So prescient for me….as this issue rolls around in my heart and mind this morning. I have found that while we do need to know about it, the part of us that is able to heal it is not the part of us that is enmeshed in our 3-d world and mind. Our minds are filled with so many things, so much cognitive dissonance, that if we rely on that part of ourselves, we often get lost. But so true, we use karma to our own ends and seek to define it based on who we are rather than on what it actually is. Anais Nin once said “We don’t see the world as it is, we see it as we are.”

There is a trigger for releasing negative karma, and when enough of it is released, it tends to create a kind of cascade effect (for me, anyway) where the experience of the lightening of the load creates an awareness of how much better things can be for us….and it fuels a kind of grace-filled willingness to see the rest of what remains in order to clean it up. It also has the result of bearing greater awareness. The result of this “work” (surrender) can be remarkable because when a cord is healed or released, it opens others who were part of that cord to be healed too. Sounds like magic, but if you know about Ho’oponopo and Dr. Hew Len’s interview here: https://www.youtube.com/watch?v=OL972JihAmg you can see how a simple act if cleaning it up in yourself can benefit others.

The interesting thing I have found in common with my own process of clearing karma and the process that Len uses is that in each single instance, it always involved an act of forgiveness. Each time that I would approach some karmic tangle, I would begin by thinking I would need to forgive the person who was involved in it. In truth, when grace came, it showed me that this was not about the other person but about how I was reacting to what was around me, and this always resulted in this simple but deep unconditional forgiveness of myself, which was the trigger that has released hundreds of these things from small to big over the years. This lack of alignment with the divine within resulted in my thinking, feeling, and reacting to things around me that was less than my highest. The release always resulted in the tangle being released forever….never to return. This has shown me that as we do this, the self begins to knit itself back into the higher levels of awareness and we are less and less trapped in this cognitive dissonance, this 3-D way of looking out into the world and more into ourselves as the “first cause” that is this thing we talk about as being karma.

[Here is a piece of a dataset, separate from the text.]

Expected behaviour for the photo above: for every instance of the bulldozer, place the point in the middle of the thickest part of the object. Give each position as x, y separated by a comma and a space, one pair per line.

Sadly, we use it to point outside of ourselves (and often twist it into our own misaligned notion of what we want it to be or think it is) when we need, I think, to look more deeply and inquire about ourselves first. This kind of forgiveness is an act of love. When we can feel this kind of love within first (forgiveness being an act of love), it reflects all through our life in a radically different way. I know; quite the ramble…but the content of this post was already rolling around inside of me before I read it and instead of making such a long reply, I decided it was better to simply reblog this thoughtful post and add my 5 cents here.

alohaleya

The concept of karma has long played a central role in my life.  It imprinted on my psyche at a young age and has since shaped my identity.  My theories about what ‘my karma’ is have defined who I am and what I see myself as capable or deserving of in this lifetime.

Life experiences, mundane and significant, are often filtered through the lens of how they might relate to my karma. Maybe I have ‘unfinished business’ with so-and-so.  Maybe I did this to someone in a past life, so they’re doing it to me now.  Future plans and decisions are made with a cautionary inner voice: Maybe it’s not in your karma to do/have this.

Gold Parvati. Artst: Sonja Picard (www.sonjapicard.com) Gold Parvati. Artst: Sonja Picard (www.sonjapicard.com)

Where did this obsession with my karma originate? Ancestors, religion, society…an innocuous comment someone once made, which caused a fundamental rewire in my brain?